Es-tu content, Simon-Pierre ? Tu ne dis rien et c’est à peine si tu respires…

– Tellement content… à tel point qu’il me semble être hors du monde, dans un lieu encore plus saint que si j’étais au-delà du velarium du Temple… Tellement content que… que, maintenant que je t’ai vue à cet endroit, et avec la lumière d’alors, je crains de t’avoir traitée, avec respect, certes, comme une grande femme, mais toujours comme une femme. Désormais… désormais je n’oserai plus te dire comme avant : “ Marie. ” Tu étais auparavant pour moi la Mère de mon Maître. Maintenant, maintenant je t’ai vue au sommet de ces flots célestes, je t’ai vue comme une Reine et moi, misérable, voici ce que je fais de cet esclave que je suis. »

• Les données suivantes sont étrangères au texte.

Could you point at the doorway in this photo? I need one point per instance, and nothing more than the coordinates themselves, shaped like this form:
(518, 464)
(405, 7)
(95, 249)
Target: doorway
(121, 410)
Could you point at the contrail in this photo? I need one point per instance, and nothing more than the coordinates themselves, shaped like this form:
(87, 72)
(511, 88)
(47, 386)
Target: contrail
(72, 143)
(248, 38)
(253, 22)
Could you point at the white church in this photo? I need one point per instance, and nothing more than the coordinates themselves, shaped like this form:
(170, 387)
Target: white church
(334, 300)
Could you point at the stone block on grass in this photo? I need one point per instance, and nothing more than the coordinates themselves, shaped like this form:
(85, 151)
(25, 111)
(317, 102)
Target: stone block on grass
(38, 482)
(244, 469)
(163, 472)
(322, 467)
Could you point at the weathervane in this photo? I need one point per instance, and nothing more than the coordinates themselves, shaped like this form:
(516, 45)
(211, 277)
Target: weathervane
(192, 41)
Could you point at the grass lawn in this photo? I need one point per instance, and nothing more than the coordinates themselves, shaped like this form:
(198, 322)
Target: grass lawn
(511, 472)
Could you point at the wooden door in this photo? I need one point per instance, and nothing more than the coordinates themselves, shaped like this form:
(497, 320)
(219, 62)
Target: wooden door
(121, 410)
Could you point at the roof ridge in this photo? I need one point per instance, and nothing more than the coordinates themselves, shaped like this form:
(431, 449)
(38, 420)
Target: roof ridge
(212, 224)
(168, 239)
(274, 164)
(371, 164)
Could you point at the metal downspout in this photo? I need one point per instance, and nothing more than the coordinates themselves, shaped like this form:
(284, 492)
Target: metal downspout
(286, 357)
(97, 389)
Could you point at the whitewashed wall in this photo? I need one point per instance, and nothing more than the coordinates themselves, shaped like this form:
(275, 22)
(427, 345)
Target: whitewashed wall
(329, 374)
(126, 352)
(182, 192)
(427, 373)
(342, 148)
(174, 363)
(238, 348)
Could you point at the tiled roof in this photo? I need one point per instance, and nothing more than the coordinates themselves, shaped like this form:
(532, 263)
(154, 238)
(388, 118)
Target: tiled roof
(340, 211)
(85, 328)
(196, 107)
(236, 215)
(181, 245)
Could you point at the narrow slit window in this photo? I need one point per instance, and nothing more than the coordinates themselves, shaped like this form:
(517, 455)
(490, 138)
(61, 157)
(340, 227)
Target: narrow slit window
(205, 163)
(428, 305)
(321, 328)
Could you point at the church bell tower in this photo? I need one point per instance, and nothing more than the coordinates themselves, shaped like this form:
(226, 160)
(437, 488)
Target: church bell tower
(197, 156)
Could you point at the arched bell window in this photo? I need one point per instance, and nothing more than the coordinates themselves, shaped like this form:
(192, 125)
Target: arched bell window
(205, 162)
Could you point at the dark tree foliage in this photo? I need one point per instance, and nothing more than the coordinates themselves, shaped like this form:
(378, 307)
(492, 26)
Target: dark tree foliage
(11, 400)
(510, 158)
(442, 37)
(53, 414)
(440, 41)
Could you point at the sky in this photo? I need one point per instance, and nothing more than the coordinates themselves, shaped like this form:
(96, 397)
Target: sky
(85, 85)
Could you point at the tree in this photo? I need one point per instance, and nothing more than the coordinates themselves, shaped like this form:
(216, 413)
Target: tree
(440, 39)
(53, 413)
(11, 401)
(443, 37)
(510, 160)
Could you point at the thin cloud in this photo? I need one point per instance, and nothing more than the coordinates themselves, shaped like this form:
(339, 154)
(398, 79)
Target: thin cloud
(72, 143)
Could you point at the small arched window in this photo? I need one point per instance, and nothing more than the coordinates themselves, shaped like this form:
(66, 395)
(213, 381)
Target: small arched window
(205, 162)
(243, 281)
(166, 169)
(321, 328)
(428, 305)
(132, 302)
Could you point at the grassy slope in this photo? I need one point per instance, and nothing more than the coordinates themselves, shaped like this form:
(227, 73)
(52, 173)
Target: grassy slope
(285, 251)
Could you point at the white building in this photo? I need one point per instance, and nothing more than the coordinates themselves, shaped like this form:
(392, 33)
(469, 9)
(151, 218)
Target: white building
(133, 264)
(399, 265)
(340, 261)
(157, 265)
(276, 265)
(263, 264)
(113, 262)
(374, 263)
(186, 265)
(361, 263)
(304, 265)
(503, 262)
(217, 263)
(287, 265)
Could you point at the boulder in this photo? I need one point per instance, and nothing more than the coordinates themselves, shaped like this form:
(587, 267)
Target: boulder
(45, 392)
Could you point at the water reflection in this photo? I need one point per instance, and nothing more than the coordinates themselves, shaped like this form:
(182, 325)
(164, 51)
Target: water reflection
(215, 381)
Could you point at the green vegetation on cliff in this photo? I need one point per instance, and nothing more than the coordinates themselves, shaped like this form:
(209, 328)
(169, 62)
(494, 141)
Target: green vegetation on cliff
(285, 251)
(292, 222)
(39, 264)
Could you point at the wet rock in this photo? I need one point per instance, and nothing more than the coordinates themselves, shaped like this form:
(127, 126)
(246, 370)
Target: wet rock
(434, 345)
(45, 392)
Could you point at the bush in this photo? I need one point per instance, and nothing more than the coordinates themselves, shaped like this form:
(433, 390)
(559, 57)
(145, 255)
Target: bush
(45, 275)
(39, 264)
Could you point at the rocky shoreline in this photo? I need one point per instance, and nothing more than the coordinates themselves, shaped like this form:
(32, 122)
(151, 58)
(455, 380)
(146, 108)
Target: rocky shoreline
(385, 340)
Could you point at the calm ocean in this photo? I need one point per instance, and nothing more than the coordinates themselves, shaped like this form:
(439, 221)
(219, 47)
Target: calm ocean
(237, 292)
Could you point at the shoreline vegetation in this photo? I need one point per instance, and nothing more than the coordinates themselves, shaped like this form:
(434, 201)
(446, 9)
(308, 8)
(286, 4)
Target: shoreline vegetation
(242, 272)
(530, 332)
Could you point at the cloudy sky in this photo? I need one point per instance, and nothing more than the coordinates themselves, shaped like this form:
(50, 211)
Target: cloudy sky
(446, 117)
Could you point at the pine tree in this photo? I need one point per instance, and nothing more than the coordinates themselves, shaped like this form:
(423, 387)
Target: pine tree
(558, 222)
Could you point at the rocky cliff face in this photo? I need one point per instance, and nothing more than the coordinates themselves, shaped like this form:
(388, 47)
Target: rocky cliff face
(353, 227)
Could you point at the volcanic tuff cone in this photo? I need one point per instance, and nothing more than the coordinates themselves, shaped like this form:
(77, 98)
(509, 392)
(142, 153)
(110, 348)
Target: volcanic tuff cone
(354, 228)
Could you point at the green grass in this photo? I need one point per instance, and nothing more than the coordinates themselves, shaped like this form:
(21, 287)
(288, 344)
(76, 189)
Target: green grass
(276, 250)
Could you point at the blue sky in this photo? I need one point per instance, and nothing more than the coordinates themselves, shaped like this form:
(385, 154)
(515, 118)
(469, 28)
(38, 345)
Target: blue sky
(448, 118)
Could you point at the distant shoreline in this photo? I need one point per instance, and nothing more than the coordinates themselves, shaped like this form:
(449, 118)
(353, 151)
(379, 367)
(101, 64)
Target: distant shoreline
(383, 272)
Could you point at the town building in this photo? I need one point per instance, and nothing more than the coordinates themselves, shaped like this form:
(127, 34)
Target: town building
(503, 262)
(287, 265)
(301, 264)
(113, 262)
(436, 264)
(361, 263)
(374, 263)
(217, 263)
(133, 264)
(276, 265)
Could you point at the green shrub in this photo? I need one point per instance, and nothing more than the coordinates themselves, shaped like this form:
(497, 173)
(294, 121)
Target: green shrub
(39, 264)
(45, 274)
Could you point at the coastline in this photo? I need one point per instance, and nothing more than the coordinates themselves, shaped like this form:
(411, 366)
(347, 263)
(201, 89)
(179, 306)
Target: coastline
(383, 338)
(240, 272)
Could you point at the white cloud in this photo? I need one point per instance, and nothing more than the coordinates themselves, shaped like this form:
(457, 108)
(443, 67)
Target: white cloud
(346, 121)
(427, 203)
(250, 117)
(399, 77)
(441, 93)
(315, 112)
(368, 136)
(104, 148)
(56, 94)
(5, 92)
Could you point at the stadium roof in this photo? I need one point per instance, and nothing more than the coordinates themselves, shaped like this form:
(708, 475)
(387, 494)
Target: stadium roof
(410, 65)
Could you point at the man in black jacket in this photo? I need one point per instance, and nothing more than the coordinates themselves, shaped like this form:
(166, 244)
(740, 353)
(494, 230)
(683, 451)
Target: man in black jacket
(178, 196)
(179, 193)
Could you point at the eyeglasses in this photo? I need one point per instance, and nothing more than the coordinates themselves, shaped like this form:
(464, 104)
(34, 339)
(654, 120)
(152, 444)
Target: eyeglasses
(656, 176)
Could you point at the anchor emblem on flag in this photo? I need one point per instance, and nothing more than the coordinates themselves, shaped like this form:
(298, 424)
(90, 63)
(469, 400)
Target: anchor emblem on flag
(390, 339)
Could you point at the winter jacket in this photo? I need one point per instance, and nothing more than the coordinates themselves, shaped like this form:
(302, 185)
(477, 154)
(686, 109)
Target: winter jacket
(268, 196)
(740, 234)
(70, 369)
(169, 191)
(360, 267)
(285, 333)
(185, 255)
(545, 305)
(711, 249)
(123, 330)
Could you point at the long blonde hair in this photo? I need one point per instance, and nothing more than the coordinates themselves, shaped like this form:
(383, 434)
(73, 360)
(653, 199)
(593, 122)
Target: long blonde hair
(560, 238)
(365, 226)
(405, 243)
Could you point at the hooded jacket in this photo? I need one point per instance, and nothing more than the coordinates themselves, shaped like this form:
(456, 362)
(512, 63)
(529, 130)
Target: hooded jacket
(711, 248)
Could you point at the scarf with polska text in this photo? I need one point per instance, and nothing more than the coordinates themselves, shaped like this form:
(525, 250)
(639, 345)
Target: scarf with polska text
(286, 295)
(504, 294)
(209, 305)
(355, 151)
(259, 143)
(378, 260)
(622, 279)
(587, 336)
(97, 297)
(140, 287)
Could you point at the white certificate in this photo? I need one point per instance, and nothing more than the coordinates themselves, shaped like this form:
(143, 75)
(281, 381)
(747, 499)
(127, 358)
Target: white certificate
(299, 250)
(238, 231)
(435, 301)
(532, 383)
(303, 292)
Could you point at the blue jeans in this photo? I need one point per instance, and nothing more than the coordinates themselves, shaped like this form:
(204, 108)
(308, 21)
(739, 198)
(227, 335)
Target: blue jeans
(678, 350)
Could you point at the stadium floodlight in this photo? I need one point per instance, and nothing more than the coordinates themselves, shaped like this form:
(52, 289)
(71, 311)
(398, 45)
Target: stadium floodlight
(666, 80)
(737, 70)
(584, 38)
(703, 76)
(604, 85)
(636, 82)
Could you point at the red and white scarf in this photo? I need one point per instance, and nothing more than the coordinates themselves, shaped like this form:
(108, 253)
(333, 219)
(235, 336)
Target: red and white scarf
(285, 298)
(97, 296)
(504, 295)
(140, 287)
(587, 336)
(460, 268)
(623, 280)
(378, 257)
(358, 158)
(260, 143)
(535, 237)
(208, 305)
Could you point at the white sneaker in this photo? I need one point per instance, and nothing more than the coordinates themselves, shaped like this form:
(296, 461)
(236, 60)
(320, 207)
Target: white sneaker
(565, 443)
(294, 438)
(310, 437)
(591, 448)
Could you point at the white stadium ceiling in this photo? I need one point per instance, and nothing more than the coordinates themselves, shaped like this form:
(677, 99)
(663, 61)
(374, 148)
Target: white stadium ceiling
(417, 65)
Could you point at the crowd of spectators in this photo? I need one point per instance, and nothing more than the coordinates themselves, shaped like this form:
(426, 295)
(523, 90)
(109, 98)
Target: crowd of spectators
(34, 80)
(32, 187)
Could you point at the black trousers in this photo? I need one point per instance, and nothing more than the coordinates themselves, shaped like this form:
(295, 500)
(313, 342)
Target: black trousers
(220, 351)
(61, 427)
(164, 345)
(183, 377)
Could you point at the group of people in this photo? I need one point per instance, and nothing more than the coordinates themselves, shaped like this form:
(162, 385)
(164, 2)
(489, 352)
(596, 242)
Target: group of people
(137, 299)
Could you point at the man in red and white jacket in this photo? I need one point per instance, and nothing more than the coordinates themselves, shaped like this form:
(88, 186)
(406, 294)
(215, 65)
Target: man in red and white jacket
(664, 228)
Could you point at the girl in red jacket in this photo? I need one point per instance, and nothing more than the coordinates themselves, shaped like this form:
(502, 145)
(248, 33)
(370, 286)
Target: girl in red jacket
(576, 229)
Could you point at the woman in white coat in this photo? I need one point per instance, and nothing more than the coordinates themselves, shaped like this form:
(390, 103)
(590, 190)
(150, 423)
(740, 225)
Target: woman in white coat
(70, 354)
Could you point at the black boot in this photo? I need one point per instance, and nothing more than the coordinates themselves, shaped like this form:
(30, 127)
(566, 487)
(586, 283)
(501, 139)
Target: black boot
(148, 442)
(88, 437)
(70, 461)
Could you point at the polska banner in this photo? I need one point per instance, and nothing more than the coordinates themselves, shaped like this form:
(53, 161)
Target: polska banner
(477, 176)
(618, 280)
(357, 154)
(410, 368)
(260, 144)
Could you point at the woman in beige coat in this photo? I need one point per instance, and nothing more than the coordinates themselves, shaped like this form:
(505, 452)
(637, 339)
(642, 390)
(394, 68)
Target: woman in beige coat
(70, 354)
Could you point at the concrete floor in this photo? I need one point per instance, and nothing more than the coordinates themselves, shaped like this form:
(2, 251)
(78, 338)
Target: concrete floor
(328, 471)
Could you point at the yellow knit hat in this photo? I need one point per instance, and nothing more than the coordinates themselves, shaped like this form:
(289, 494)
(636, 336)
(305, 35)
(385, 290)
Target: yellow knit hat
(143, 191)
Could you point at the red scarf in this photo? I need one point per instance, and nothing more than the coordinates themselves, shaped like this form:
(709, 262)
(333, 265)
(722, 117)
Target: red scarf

Et il se jette à terre, en baisant les pieds de Marie.

C’est maintenant Jésus qui parle :

« Simon, relève-toi, et viens ici, tout près de moi. »

Pierre va à gauche de Jésus car Marie est à sa droite.

« Que sommes-nous, maintenant ? demande Jésus.

– Nous ? Mais nous sommes Jésus, Marie et Simon.

– C’est bien, mais combien sommes-nous ?

– Trois, Maître.

– Une trinité, donc. Un jour, au Ciel, il vint une pensée à la divine Trinité : “ Il est temps que le Verbe aille sur la terre ”, et, dans un frémissement d’amour, le Verbe vint sur la terre. Il se sépara donc du Père et de l’Esprit Saint. Il vint œuvrer sur la terre. Au Ciel, les deux Personnes divines qui étaient restées contemplèrent les œuvres du Verbe et restaient plus unies que jamais pour répandre la Pensée et l’Amour afin d’aider la Parole qui œuvrait sur la terre. Un jour viendra où cet ordre arrivera du Ciel : “ C’est le moment de revenir, car tout est accompli ” ; alors le Verbe retournera au Ciel, ainsi… (Jésus fait un pas en arrière en laissant Marie et Pierre à leur place) et, du haut des Cieux, il contemplera les œuvres des deux restés sur la terre. Ceux-ci, en un mouvement saint, s’uniront plus que jamais pour associer le pouvoir à l’amour et en faire le moyen d’accomplir le désir du Verbe : la rédemption du monde par l’enseignement continu de son Eglise. Et le Père, le Fils et l’Esprit Saint feront de leur rayonnement une chaîne pour resserrer toujours plus les deux qui seront restés sur terre : ma Mère, l’amour ; toi, le pouvoir. Tu devras donc bien traiter Marie en reine, oui, mais sans être un esclave. Es-tu d’accord ?

– Je suis d’accord avec tout ce que tu veux. Je suis anéanti ! Moi, le pouvoir ? Ah, si je dois être le pouvoir, alors oui, je dois m’appuyer sur elle ! Oh, Mère de mon Seigneur ! Ne m’abandonne jamais, jamais, jamais…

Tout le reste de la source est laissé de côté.